IRIS capabilities are tailored to let scientists observe the interface region in exquisite detail. The energy flowing through it powers the upper layer of the sun’s atmosphere, the corona, to temperatures greater than 1.8 million degrees Fahrenheit (1 million kelvins). That is almost a thousand times hotter than the sun’s surface. Understanding the interface region is important because it drives the solar wind and forms the ultraviolet emission that impacts near-Earth space and Earth’s climate.
As IRIS’s telescope door opened for the first time ever July 17, the imaging spectrograph began to observe the sun. IRIS’s first images show a multitude of thin, fiber-like structures that have never been seen before. The observations reveal enormous contrasts in density and temperature throughout this region, even between neighboring loops only a few hundred miles apart. The images also show spots that rapidly brighten and dim, which provide clues to how energy is transported and absorbed throughout the region.

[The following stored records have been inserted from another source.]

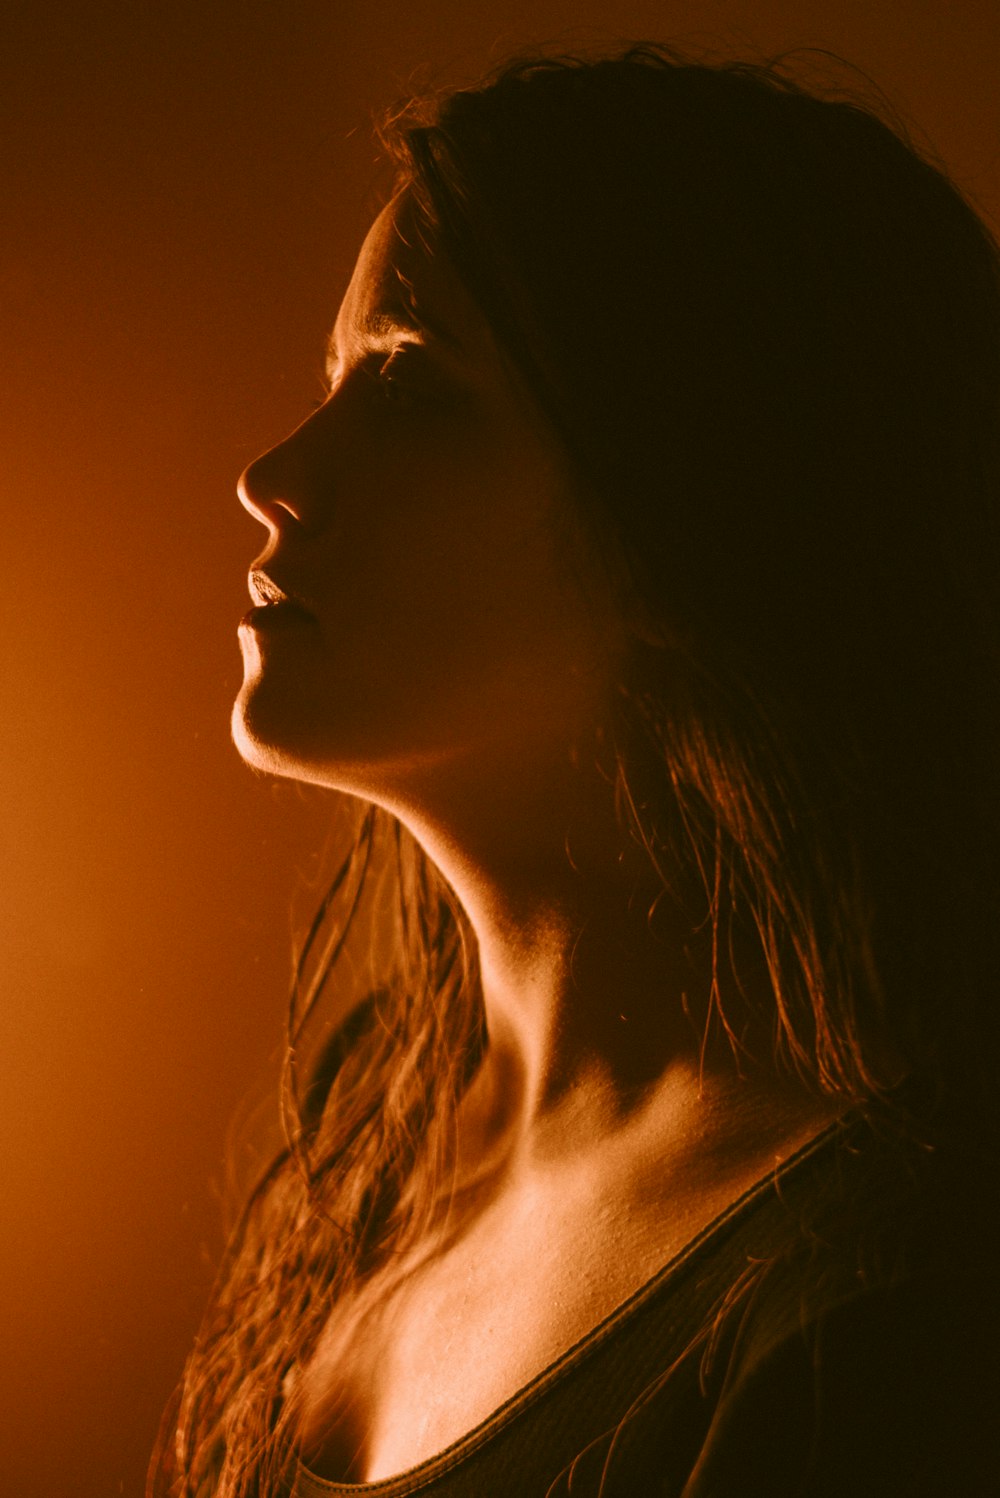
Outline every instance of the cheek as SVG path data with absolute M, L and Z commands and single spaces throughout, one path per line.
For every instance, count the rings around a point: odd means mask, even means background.
M 495 423 L 428 422 L 356 451 L 340 449 L 336 510 L 309 552 L 319 628 L 247 662 L 239 714 L 256 762 L 269 745 L 267 768 L 283 754 L 284 773 L 308 778 L 310 764 L 545 731 L 594 653 L 553 535 L 555 465 Z
M 456 475 L 409 501 L 356 537 L 340 590 L 339 565 L 328 573 L 329 665 L 351 678 L 355 700 L 380 698 L 411 728 L 430 715 L 457 731 L 457 720 L 499 706 L 501 683 L 551 654 L 551 578 L 537 538 L 503 523 L 481 487 Z
M 565 612 L 550 533 L 557 475 L 516 429 L 414 424 L 377 468 L 342 476 L 350 499 L 324 571 L 345 627 L 345 614 L 370 613 L 411 663 L 443 661 L 521 649 L 533 626 Z

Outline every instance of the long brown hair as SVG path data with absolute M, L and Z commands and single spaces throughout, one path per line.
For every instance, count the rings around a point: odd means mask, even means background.
M 623 837 L 707 926 L 716 1021 L 743 1043 L 756 967 L 773 1064 L 922 1146 L 981 1133 L 1000 1008 L 995 243 L 898 125 L 779 64 L 649 46 L 519 62 L 387 139 L 577 465 L 634 632 Z M 288 1148 L 233 1234 L 151 1492 L 278 1489 L 331 1304 L 377 1288 L 440 1201 L 484 1045 L 474 939 L 406 831 L 358 816 L 293 995 Z M 352 997 L 369 899 L 377 969 Z

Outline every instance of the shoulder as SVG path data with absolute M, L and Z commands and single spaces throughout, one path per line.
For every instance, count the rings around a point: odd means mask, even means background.
M 991 1490 L 1000 1327 L 981 1193 L 878 1149 L 842 1169 L 734 1318 L 684 1498 Z
M 817 1154 L 777 1218 L 748 1226 L 740 1293 L 616 1433 L 602 1492 L 985 1498 L 1000 1408 L 988 1219 L 878 1152 Z
M 939 1498 L 996 1474 L 996 1295 L 918 1274 L 780 1335 L 766 1307 L 727 1370 L 685 1498 Z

“The quality of the images and spectra we are receiving from IRIS is amazing – this is just what we were hoping for,” said Alan Title, IRIS principal investigator at Lockheed Martin in Palo Alto, Calif. “There is much work ahead to understand what we’re seeing, but the quality of the data will enable us to do that.”

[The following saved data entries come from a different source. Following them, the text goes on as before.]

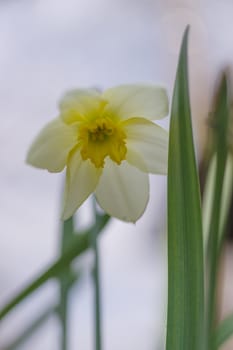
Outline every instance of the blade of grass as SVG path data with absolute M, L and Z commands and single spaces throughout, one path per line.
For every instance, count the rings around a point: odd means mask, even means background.
M 219 262 L 219 239 L 221 202 L 223 193 L 223 182 L 228 152 L 228 88 L 225 74 L 222 77 L 219 93 L 216 101 L 216 110 L 213 114 L 215 125 L 216 147 L 216 174 L 214 182 L 213 203 L 208 234 L 208 289 L 207 289 L 207 349 L 216 349 L 214 342 L 214 327 L 216 322 L 216 283 Z
M 73 274 L 73 283 L 77 283 L 79 281 L 80 274 L 75 273 Z M 32 320 L 30 322 L 30 325 L 25 327 L 25 330 L 17 336 L 13 341 L 11 341 L 10 344 L 3 346 L 4 350 L 17 350 L 19 346 L 23 345 L 37 330 L 42 326 L 50 316 L 54 314 L 60 313 L 60 304 L 53 305 L 48 307 L 47 310 L 42 312 L 35 320 Z
M 214 336 L 215 348 L 218 349 L 220 346 L 223 345 L 223 343 L 225 343 L 225 341 L 227 341 L 232 336 L 233 336 L 233 314 L 228 316 L 218 326 Z
M 219 244 L 223 244 L 226 227 L 229 219 L 229 211 L 231 207 L 231 199 L 233 194 L 233 157 L 229 152 L 226 160 L 226 168 L 224 174 L 224 183 L 222 189 L 221 216 L 219 228 Z
M 74 273 L 73 274 L 73 280 L 72 280 L 72 285 L 74 283 L 77 283 L 79 281 L 80 274 L 79 273 Z M 31 324 L 26 327 L 26 329 L 16 338 L 14 339 L 10 344 L 7 346 L 4 346 L 4 350 L 16 350 L 24 344 L 25 341 L 27 341 L 33 333 L 35 333 L 38 328 L 40 328 L 44 322 L 47 321 L 47 319 L 54 315 L 54 314 L 59 314 L 60 313 L 60 304 L 50 306 L 47 310 L 42 312 L 35 320 L 31 322 Z
M 74 273 L 73 279 L 72 279 L 72 285 L 74 283 L 77 283 L 79 281 L 80 274 Z M 4 350 L 16 350 L 19 346 L 24 344 L 25 341 L 27 341 L 33 333 L 35 333 L 38 328 L 40 328 L 44 322 L 47 321 L 47 319 L 54 315 L 54 314 L 60 314 L 60 304 L 50 306 L 47 310 L 41 313 L 40 316 L 38 316 L 35 320 L 32 321 L 32 323 L 26 327 L 26 329 L 16 338 L 14 339 L 10 344 L 7 346 L 4 346 Z
M 207 252 L 208 235 L 210 231 L 211 223 L 211 211 L 214 195 L 216 175 L 216 154 L 213 155 L 210 160 L 209 168 L 207 171 L 206 183 L 203 193 L 203 231 L 204 231 L 204 247 Z M 229 210 L 231 205 L 231 198 L 233 193 L 233 157 L 232 154 L 228 154 L 226 160 L 226 168 L 224 174 L 224 182 L 222 188 L 221 198 L 221 212 L 219 222 L 219 244 L 221 245 L 224 240 L 226 225 L 229 217 Z M 220 247 L 219 247 L 220 249 Z
M 99 233 L 104 229 L 109 219 L 110 217 L 108 215 L 98 215 L 96 225 Z M 57 278 L 71 261 L 84 253 L 90 247 L 91 229 L 85 231 L 83 234 L 75 235 L 73 242 L 71 242 L 67 248 L 67 251 L 62 255 L 62 257 L 57 259 L 44 272 L 39 274 L 37 278 L 23 288 L 21 292 L 19 292 L 0 310 L 0 320 L 2 320 L 11 310 L 13 310 L 17 304 L 22 302 L 27 296 L 37 290 L 49 279 Z
M 216 175 L 216 154 L 213 154 L 209 160 L 207 168 L 205 186 L 202 200 L 202 215 L 203 215 L 203 240 L 204 240 L 204 255 L 207 255 L 208 235 L 211 222 L 211 210 L 214 195 L 214 184 Z
M 56 306 L 50 307 L 48 310 L 44 311 L 35 321 L 32 321 L 30 326 L 18 336 L 11 344 L 4 347 L 4 350 L 17 350 L 19 346 L 23 345 L 33 333 L 42 326 L 49 317 L 51 317 L 54 312 L 56 312 Z
M 170 124 L 167 350 L 203 349 L 202 219 L 189 101 L 187 44 L 188 28 L 180 50 Z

IRIS is a NASA Small Explorer mission that was launched on June 27. Designed to observe the interface region more clearly than ever before, IRIS’s instrument is a combination of an ultraviolet telescope and a spectrograph. The telescope provides high-resolution images, able to resolve very fine features as small as 150 miles across. The spectrograph splits the sun’s light into its various wavelengths and measures how much of any given wavelength is present. Analysis of these spectral lines also can provide velocity, temperature and density data, key information that will enable scientists to track how energy and heat moves through the region.
In the coming weeks and months, scientists will scrutinize the IRIS data of the interface region on the sun. IRIS will collect data at least an order of magnitude faster than any previous solar observatory.
The IRIS Observatory was designed by Lockheed Martin, which also manages the mission. The Harvard-Smithsonian Center for Astrophysics in Cambridge, Mass., built the telescope. Montana State University in Bozeman, Mont., designed the spectrograph. NASA’s Ames Research Center in Moffett Field, Calif., provides mission operations and ground data systems. NASA’s Goddard Space Flight Center in Greenbelt, Md., manages the Small Explorer Program for NASA Headquarters. The Norwegian Space Centre is providing regular downlinks of science data. Other contributors include the University of Oslo in Norway and Stanford University in California.